La France est un des Etats où le taux d'émission de dioxyde de carbone par habitant est le plus bas. Une rapide comparaison avec l'Allemagne est de ce point de vue frappante : un ressortissant allemand émet, en moyenne annuelle 10,8 tonnes de dioxyde de carbone ; un français en émet, pour sa part, 6,1 tonnes. La comparaison avec les Etats-Unis est encore plus intéressante puisqu'un ressortissant américain émet près de 20 tonnes de dioxyde de carbone par an.

Cette situation originale de la France résulte du recours massif à des sources énergétiques peu polluantes qui s'est traduit par une diminution sensible du taux national des émissions de gaz à effet de serre tout au long des années 1980 (- 26,5 %), limitant d'autant les marges de manoeuvre pour parvenir à de nouvelles réductions. Entre 1990 et 1994, la France a réduit ses émissions de 4,4 %.

La position de la commission qui consiste à créer un engagement uniforme pour l'ensemble des Etats membres quel que soit leur niveau d'émission s'avère peu équitable pour la France qui grâce à son programme nucléaire a déjà accompli des efforts considérables.
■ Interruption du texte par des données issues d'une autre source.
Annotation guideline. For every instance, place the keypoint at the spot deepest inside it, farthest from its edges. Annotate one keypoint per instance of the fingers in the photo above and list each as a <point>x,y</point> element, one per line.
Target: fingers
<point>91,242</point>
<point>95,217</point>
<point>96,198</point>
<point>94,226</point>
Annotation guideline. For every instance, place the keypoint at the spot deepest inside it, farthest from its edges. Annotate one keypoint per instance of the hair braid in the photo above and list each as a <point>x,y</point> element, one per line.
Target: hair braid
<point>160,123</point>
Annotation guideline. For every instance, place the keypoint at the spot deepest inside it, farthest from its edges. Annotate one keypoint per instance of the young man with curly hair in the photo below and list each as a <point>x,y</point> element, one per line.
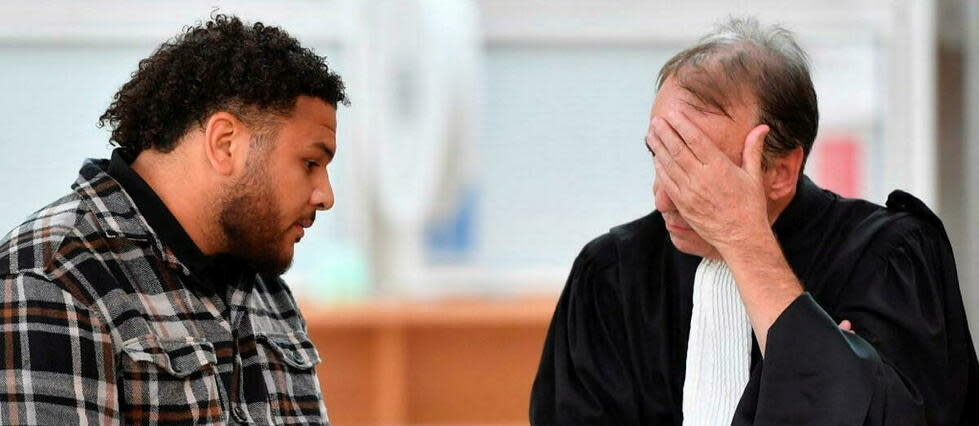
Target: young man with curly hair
<point>151,292</point>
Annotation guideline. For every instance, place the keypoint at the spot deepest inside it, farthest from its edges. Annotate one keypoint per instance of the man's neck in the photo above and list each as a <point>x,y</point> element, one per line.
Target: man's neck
<point>183,195</point>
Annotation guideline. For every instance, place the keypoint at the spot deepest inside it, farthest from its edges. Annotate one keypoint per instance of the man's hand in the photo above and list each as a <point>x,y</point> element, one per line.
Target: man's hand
<point>724,203</point>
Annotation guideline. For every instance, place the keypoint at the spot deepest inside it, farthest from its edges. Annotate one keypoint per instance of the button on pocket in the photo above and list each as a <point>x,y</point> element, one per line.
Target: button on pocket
<point>294,390</point>
<point>170,381</point>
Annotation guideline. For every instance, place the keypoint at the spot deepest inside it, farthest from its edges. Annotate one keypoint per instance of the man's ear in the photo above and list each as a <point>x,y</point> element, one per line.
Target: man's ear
<point>225,142</point>
<point>783,174</point>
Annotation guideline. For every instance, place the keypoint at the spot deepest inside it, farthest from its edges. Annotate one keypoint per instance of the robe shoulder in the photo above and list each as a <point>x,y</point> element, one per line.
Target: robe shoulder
<point>626,239</point>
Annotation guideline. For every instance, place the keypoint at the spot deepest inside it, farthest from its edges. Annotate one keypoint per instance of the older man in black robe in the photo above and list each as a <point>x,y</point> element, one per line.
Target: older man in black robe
<point>751,296</point>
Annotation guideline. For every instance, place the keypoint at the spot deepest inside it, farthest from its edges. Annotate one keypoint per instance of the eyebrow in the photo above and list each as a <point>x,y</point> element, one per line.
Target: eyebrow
<point>326,150</point>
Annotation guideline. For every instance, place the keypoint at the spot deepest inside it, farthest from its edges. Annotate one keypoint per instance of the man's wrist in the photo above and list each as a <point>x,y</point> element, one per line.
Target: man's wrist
<point>760,244</point>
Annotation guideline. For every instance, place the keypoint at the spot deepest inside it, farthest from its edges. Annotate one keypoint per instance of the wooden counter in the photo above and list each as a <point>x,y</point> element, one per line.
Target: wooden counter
<point>458,362</point>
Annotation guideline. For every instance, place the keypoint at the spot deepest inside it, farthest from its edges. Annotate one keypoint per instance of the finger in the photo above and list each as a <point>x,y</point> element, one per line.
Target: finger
<point>675,146</point>
<point>754,147</point>
<point>669,185</point>
<point>696,140</point>
<point>667,162</point>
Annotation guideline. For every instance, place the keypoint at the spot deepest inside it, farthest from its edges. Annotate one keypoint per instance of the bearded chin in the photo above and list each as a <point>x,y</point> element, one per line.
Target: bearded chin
<point>248,221</point>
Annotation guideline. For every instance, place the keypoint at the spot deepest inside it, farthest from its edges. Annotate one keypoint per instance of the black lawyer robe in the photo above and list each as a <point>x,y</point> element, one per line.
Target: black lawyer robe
<point>616,348</point>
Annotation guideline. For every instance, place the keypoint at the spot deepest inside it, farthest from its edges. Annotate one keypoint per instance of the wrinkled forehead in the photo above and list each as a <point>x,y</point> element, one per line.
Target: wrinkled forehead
<point>727,127</point>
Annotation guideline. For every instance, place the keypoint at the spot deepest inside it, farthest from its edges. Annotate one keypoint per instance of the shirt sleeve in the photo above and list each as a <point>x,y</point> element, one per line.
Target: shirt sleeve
<point>56,362</point>
<point>910,362</point>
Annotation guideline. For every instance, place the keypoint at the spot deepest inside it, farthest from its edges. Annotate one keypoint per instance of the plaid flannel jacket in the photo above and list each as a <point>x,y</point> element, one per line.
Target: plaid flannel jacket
<point>101,324</point>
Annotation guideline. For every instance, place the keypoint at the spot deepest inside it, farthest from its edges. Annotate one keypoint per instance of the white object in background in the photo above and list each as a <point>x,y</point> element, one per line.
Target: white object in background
<point>423,82</point>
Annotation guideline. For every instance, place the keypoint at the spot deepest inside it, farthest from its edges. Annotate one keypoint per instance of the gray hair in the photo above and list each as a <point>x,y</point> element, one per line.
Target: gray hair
<point>742,58</point>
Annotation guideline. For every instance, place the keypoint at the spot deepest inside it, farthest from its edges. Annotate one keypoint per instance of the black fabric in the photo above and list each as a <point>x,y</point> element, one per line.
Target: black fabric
<point>218,274</point>
<point>616,349</point>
Les réductions des émissions devraient donc en priorité porter sur les pays dont le taux d'émission est supérieur à celui de la France.

· Un effort nécessaire de recherche

La négociation sur l'effet de serre engage donc l'avenir économique de la France. Elle a une influence déterminante sur les politiques industrielles et énergétiques que devra conduire le Gouvernement.

Il paraît évident que la priorité absolue est la diminution de l'emploi des combustibles fossiles. En pratique, cela veut dire économies d'énergie, énergies renouvelables (dont la biomasse) et énergie nucléaire.

A ce titre, elle doit reposer sur des fondements scientifiques incontestables.

En ce qui concerne l'énergie nucléaire, son acceptation généralisée suppose un progrès dans la gestion des déchets radioactifs. A cet égard, la décision prise concernant Superphénix parait fort peu écologique car Phénix est vieillissante et ne peut apporter de solution en tant que centre de recherche et d'expérimentation, pour assurer à terme la destruction des transuranides.

Les conclusions du rapport Curien restent valables ; même si le " surrégénérateur " n'a pas été conçu pour être un appareil industriel consommateur de transuranides, il permettait d'étudier les caractéristiques scientifiques dans des situations à haut flux.

Par ailleurs, des études sur les changements de climats dus aux effets de serre, basées sur des statistiques géologiques qui démontreraient sans doute que le climat tempéré de vastes surfaces de la planète constitue une anomalie du quaternaire récent, permettrait sans doute de mieux cerner l'amplitude des effets économiques induits par l'effet de serre.

Un renforcement des recherches en matière d'usage de la biomasse et en matière d'énergie est également nécessaire.

Il serait également souhaitable d'examiner les conditions d'amélioration de tout ce qui, dans l'habitat, l'électroménager, les transports, consomme de l'énergie.

Car d'ici peu chacun comprendra que le développement durable est une priorité incontournable.